As declarações de Lula oferecem uma chance para Netanyahu se defender com argumentos que unem seu país, dividido pela guerra

A despeito das convocações cruzadas de embaixadores, nem o Brasil nem Israel têm a ganhar com a escalada da crise gerada pelas declarações do presidente Luiz Inácio Lula da Silva comparando a matança de palestinos em Gaza ao holocausto. Até que este perde-perde se esgote, porém, Lula enfrenta mais riscos que o primeiro-ministro Benjamin Netanyahu.

As declarações de Lula oferecem uma chance para Netanyahu se defender com argumentos que unem seu país, dividido pela guerra. Trata-se de um fôlego temporário, visto que o exército israelense está prestes a fazer nova investida em Rafah, na fronteira com o Egito, e levantar nova leva de indignação internacional, mas é uma pausa útil.

Já Lula, que é o anfitrião, esta semana, da primeira grande reunião do G20 sob presidência brasileira, a dos chanceleres, perde a oportunidade de galvanizar uma posição sobre o tema. Arrisca, com isso, afetar sua liderança sobre o bloco. Até o momento, o apoio internacional mais eloquente que as declarações de Lula recebeu foi do Hamas, grupo responsável pelo ataque já classificado de terrorista pelo governo brasileiro.

Merval Pereira - Linha vermelha

O Globo

Lula mistura alhos com bugalhos de maneira absurda, com consequências graves. A não ser por uma tendência ideológica contra o Estado de Israel, completamente fora da política tradicional brasileira, é inexplicável o que aconteceu

A humilhação pública a que foi submetido o embaixador do Brasil em Israel, Frederico Meyer, pelo Estado de Israel, sendo repreendido no Museu do Holocausto diante de jornalistas, é exemplar da passionalidade que o tema desperta no povo judeu. E do erro grosseiro, diplomático, histórico e ideológico cometido pelo presidente Lula ao comparar uma reação excessiva de Israel ao ataque terrorista do Hamas à política de dizimação em massa levada a efeito pelos alemães contra os judeus na Segunda Guerra Mundial.

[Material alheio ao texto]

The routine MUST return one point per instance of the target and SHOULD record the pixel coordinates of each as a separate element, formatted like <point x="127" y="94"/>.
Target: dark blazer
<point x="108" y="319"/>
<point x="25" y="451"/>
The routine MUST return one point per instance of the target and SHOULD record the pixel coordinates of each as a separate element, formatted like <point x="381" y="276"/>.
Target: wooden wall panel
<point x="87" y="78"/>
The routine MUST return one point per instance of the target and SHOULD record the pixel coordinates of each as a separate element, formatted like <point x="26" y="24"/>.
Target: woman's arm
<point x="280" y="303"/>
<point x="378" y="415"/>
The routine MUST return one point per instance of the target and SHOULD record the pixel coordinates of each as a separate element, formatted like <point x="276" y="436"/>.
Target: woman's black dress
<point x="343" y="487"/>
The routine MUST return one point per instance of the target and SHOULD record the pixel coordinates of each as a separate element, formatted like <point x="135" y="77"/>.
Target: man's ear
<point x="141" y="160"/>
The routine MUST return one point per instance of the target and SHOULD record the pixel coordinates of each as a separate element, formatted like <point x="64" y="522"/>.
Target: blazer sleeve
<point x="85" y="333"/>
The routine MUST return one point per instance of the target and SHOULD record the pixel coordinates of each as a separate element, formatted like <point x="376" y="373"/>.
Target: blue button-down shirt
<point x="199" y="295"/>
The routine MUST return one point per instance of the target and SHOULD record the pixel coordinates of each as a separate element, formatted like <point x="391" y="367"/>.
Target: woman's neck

A única maneira de Israel voltar atrás na declaração de que Lula é persona non grata seria o Brasil pedir desculpas, e o recrudescimento da crise com a convocação do embaixador brasileiro de volta e a correspondente reprimenda ao embaixador de Israel no Brasil mostra que dificilmente teremos uma solução rápida para uma crise desnecessária.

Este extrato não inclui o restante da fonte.